THE DAY THE CLOWN CRIED.
When we last paid attention to Robert Tracinski in 2013, he was telling the GOP how to be winners again. The whole piece is ridic, but Tracinski got a little interesting (that is to say, heated) when he talked about a certain author:
Yet the biggest failure of the right is that it has lost the economy’s technological elite. Admirers of Ayn Rand’s novels can immediately grasp why this is so important...
Today’s John Galts and Hank Reardens are not in a valley in Colorado. They’re in a valley in California. The Hank Rearden of Silicon Valley, an innovator who started out in a garage and built a company which became the most valuable in the world, was Steve Jobs. But Jobs was—let’s be honest here—kind of a hippie. He had many of the virtues of an Ayn Rand hero, but a very different personal philosophy...
He never did finish this thought, probably because the vision of turtlenecked Producers transported him. Anyway, Traciniski's back at The Federalist, and he's really letting his Rand flag fly in something entitled "All An Ayn Rand Hero Really Wants Is Love." I have read the whole thing and I'm pretty sure it's not a joke.
His big point is: you littlebrains think Rand was for the rich and against the poor, but nuh-uh, because several Atlas Shrugged characters renounce their wealth and go Galt -- and get rich again, but on their terms because they're naturally superior to the horrible statists like you. [retucks shirt]
Edifying as this lecture and its presumed effect on the crowds on his bedroom wall may have been for Tracinski, he seems unsatisfied, so he goes One Step Beyond and tries to us tell us not only that these characters are better at life and inventing and managerizing than the sheeple, but also that they are better at emotions:
...one of the very first things we learn about these tough, pitiless Ayn Rand heroes is their emotional vulnerability. One of the big themes that drives the plot throughout Part 1 is the loneliness of the producers.
The Loneliness of the Producers should definitely be the name of a slashfic site.
The novel projects a culture in which what they do is not recognized, valued, or rewarded. Or rather, since both Dagny and Rearden have been very successful in economic terms, they have been rewarded only with money, and they treat that as if it is the least important reward.

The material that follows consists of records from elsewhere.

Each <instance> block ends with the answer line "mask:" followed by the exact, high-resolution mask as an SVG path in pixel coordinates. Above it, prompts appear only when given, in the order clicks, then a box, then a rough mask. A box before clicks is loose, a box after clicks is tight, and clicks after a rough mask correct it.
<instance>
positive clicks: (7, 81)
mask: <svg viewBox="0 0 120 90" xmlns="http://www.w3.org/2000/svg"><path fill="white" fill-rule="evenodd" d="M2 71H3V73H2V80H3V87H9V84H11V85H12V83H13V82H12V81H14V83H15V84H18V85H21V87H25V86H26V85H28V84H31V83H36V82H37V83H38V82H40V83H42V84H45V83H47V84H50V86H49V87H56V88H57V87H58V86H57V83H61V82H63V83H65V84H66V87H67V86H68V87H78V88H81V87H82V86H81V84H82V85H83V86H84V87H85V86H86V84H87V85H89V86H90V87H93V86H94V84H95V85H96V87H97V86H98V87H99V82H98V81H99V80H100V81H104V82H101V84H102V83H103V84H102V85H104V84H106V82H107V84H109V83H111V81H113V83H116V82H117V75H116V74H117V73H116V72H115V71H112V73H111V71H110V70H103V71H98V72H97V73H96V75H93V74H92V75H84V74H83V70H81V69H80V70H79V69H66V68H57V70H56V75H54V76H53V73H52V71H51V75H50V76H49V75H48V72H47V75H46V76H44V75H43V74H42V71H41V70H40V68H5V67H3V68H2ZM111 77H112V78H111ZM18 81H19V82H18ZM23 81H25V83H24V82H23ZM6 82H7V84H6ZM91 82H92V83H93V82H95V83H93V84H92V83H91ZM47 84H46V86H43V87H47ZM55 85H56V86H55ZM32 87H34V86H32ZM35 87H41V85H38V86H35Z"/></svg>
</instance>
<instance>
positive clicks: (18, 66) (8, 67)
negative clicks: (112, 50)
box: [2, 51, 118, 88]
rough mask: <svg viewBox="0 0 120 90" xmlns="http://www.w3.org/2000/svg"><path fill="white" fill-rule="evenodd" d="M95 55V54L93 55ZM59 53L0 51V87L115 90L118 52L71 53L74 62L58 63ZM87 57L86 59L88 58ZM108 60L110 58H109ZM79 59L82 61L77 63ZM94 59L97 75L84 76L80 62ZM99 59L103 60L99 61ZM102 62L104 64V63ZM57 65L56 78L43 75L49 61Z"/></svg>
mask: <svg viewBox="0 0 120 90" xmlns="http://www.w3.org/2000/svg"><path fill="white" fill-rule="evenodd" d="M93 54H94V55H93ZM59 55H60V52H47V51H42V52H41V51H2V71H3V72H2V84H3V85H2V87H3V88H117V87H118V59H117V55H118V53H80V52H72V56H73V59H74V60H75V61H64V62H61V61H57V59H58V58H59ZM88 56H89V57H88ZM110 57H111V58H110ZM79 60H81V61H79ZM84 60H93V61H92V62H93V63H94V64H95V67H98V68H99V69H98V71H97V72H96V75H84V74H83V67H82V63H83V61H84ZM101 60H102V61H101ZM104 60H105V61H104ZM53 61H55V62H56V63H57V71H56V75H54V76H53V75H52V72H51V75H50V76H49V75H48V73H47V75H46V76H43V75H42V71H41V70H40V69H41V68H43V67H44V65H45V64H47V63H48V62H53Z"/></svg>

You even see them sighing and weeping sometimes, but eventually they find and form "family" with a bunch of other rich fucks and they all live productively ever after. They are so not cheesy antique wish-fulfillment objects for the little children inside who never got over their playmates' laughter.
The punch line? Tracinski's working on a reader's guide to Atlas Shrugged, and directs us to another site where, now that he has our attention...
My target is to raise $25,000 to buy back more of my time from other projects and focus on completing my Reader’s Guide to Atlas Shrugged in the next few months. Please, if you think this project is valuable, go to www.TracinskiLetter.com/subscribe to contribute.
This is the kind of project that might normally be funded by a think tank or foundation, but my readers know that I have always been an independent voice.
By my life and my love of it, that's rich! When next I'm out on the street, I'll front my begging bowl with a sign that says INDEPENDENT VOICE SEEKS CROWDFUNDING, see how that works, and recalibrate my opinion of mankind accordingly.
UPDATE. In comments, cleter has a brainstorm:
"No amount of car elevators could fill the emptiness in Mitt Romney's heart. He didn't need more wealth, all he needed was love. And there, standing next to his Mercedes, he wept. All he wanted was slightly over 50% of America's love...."
From "Atlas Shrugged II: The Secret of Romney's Gold," by Brian Herbert and Ayn Rand Jr.